Dr Boire concluded,“This kind of research speaks to the cooperation across the departments at Memorial Sloan Kettering and the interdisciplinary work that we’re able to do. We saw people getting sick, and we were able to use our observations to ask big clinical questions and then take these questions into the lab to answer them.”
Just for additional information, Dr Boire is an inventor on a patent related to modulating the permeability of the blood-brain barrier and is an unpaid member of the scientific advisory board of EVREN Technologies.
The study was funded by National Institutes of Health grant P30 CA008748, the Pew Charitable Trusts, the Damon Runyon Cancer Research Foundation, and the Pershing Square Sohn Cancer Research Alliance GC239280. It was also supported by the American Brain Tumor Association Basic Research Fellowship, the Terri Brodeur Breast Cancer Foundation Fellowship, and the Druckenmiller Center for Lung Cancer Research.
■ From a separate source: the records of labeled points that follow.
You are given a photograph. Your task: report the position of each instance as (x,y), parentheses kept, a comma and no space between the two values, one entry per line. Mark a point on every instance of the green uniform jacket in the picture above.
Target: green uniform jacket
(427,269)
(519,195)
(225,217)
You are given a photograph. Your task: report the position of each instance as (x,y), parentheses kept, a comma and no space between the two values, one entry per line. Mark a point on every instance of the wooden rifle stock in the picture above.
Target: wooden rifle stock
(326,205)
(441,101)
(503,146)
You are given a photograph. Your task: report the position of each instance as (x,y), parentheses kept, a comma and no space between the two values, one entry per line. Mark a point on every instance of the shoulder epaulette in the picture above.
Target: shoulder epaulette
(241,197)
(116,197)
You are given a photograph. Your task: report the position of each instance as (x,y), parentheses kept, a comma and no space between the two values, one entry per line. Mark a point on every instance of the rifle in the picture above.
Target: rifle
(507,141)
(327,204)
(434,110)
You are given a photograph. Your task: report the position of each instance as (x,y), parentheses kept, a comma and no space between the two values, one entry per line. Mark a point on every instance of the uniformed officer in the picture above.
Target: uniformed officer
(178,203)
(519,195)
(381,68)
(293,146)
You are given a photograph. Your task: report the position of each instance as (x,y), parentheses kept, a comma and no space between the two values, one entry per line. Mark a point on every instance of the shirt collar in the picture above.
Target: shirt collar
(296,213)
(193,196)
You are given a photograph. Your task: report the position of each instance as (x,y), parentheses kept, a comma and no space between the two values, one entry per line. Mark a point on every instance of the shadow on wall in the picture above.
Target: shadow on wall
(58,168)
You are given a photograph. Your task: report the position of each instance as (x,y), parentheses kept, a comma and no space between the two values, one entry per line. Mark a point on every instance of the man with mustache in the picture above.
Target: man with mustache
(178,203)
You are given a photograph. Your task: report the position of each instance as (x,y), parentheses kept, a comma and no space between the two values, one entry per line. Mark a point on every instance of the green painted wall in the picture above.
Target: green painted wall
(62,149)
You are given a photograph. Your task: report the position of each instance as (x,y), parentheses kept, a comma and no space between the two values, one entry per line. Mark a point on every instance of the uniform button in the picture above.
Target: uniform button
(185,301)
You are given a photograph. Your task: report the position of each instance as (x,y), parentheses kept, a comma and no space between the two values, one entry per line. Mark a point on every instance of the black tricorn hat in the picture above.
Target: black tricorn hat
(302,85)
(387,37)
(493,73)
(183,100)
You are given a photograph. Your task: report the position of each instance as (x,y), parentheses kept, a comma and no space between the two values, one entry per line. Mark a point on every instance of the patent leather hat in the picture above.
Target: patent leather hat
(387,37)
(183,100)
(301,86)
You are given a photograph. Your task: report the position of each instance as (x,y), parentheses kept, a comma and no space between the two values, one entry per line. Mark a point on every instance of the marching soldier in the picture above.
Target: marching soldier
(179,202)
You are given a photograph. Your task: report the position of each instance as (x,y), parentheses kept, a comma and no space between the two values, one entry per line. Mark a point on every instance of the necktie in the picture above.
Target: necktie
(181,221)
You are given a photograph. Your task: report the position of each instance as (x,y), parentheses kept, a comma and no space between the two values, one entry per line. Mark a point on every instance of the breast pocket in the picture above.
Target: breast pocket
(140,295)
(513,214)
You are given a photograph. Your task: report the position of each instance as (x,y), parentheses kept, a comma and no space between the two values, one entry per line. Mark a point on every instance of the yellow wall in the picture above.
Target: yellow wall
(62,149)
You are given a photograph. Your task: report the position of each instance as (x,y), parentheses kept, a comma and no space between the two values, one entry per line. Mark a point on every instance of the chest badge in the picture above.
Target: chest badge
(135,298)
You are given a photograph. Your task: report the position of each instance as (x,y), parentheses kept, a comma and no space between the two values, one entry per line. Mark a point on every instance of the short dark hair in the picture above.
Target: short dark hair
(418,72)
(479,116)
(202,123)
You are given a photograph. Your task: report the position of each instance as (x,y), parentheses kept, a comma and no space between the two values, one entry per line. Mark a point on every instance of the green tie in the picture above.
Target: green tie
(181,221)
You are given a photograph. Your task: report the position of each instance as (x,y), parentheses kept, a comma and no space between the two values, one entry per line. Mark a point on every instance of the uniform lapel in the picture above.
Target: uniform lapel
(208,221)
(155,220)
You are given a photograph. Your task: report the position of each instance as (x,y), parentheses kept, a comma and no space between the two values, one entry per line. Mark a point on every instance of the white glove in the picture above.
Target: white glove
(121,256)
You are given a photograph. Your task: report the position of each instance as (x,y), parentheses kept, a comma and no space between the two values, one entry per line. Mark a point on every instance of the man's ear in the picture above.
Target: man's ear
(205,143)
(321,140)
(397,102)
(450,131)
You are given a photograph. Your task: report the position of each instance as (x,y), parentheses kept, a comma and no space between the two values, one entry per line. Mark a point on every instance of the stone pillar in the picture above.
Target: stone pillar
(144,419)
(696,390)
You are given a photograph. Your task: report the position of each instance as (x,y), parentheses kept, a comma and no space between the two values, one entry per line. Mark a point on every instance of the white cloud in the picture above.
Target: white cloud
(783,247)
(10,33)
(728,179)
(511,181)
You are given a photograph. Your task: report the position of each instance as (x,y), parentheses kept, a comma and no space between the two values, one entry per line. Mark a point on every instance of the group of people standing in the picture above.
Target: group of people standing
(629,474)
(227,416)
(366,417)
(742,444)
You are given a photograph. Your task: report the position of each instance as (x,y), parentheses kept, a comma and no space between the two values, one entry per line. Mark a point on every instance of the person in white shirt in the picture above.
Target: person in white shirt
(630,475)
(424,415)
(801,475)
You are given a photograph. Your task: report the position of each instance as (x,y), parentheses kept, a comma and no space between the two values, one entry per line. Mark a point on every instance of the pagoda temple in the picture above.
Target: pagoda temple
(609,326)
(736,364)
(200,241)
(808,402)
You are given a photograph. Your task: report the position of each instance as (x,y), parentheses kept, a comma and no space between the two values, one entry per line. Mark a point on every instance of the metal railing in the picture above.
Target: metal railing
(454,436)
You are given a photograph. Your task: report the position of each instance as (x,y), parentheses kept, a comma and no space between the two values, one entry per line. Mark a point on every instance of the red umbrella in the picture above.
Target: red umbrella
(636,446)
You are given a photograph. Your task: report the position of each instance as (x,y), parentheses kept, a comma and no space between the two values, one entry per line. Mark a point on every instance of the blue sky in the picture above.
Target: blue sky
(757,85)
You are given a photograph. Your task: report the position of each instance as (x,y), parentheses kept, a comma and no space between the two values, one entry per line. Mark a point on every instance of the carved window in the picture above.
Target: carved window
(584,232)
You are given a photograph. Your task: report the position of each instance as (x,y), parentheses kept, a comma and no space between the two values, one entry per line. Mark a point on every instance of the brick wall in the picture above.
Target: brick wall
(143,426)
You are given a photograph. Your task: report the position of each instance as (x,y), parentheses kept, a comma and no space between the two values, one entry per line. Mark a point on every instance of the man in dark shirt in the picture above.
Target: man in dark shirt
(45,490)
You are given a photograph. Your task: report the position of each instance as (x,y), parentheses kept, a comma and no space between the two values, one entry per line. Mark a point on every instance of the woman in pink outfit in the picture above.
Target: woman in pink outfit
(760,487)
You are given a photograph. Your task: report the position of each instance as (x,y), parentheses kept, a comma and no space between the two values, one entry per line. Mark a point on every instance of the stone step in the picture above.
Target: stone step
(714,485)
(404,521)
The study team concluded, “Our findings have potentially important diagnostic and treatment implications. A prolonged encephalopathy of unknown etiology accompanies critical infections with COVID-19, and studies to date have not identified any obvious meningitic, ischemic, or ictal cause. This case series characterizes the increase in pro-inflammatory CSF cytokines in cancer patients in the weeks after respiratory illness. Similar to other encephalitides, these cytokines may result in neuronal damage in the absence of obvious radiographic abnormalities. Dexamethasone, a potent steroid and immunosuppressant, is the only intervention that has been shown in large-scale studies to reduce the incidence of death in hospitalized patients with severe COVID-19 infections. The impact of dexamethasone on COVID-19-related neurologic toxicity, specifically, has not been defined. Our data demonstrate that the neurologic toxicity associated with COVID-19 is biochemically similar to CAR T cell neurotoxicity. Clinical rubrics for the grading and management of CAR T cell neurotoxicity support early diagnosis and use of anti-inflammatory agents, including dexamethasone.”